İngiltere'de ticaret hukuku anlayışı Kara Avrupası'ndan farklı olduğu için, karşılaştırılabilir bilgi vermek güçtür. Ticaret hukukunun merkezinde satım sözleşmesi yer alır ve bu alan 1983 yılında kabul edilen Eşya Satımı Kanunu (Sale of Goods Act) tarafından yönetilir. Anılan Kanun çeşitli tarihlerde değiştirilmiştir. Bu değişiklikler dışında, son elli yılın önemli kanunları arasında 1973 yılında kabul edilen Eşya Sağlama Kanunu (Supply of Goods Act), genel işlem şartları ile ilgili 1977 yılında kabul edilen Dürüst Olmayan Sözleşme Şartları Kanunu (Unfair Contracts Terms Act) ve tüketicinin korunması hakkında 1999 yılında kabul edilen Tüketici Sözleşmelerinde Dürüst Olmayan Şartlara İlişkin Düzenlemeler Kanunu (Unfair Terms in Consumer Contracts Regulations Act 1999) sayılabilir.
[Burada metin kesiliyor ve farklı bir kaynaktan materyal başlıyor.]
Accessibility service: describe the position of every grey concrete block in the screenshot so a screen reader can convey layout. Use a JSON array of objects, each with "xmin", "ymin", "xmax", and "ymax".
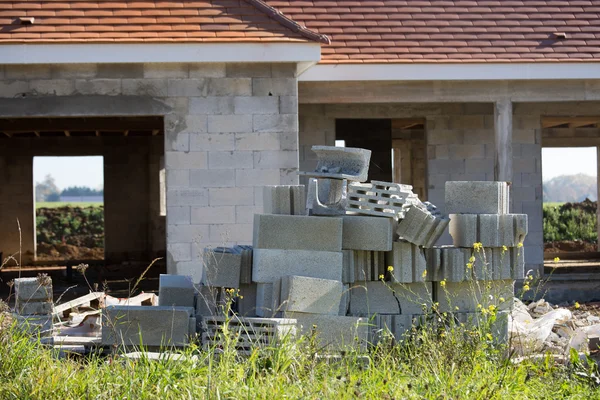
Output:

25 Şirketlere, özellikle sermaye şirketlerine ilişkin olarak İngiltere'de önemli değişiklikler yapılmıştır. Bunlar AET/AT yönergeleri çerçevesinde gerçekleştirilmiştir. Uyumlaştırmalar ile İngiliz Şirketler hukukunun "avrupalaştığı" da ileri sürülebilir. Kısaca söylemek gerekirse bugün anonim şirketlere ilişkin olarak AB üyesi ülkelerde hangi hükümler uygulanıyorsa, İngiltere'de de aynı hükümler uygulanmaktadır. Bu arada "common law"dan gelen ünlü ultra-vires, İngiliz hukuk sisteminden çıkarılmıştır. İngiltere'de şirketler hukuku alanında iki büyük gelişme iki büyük kapsamlı değişikliğe sebep olmuştur. Bunlardan birincisi 1985 Şirketler Kanunu (Companies Act) ile bunun 1998 ve 1999 değişiklikleridir. Bu değişikliklerin büyük çoğunluğu AET/AT yönergeleri ve tüzükleri bağlamında gerçekleştirilmiştir. İkincisi ise Cadbury raporu ile başlayan ve bütün Dünyayı saran kurumsal yönetim ilkelerinin pay senetleri borsada işlem gören şirketleri, dolayısıyla şirketler hukukunu temelden etkilemesidir.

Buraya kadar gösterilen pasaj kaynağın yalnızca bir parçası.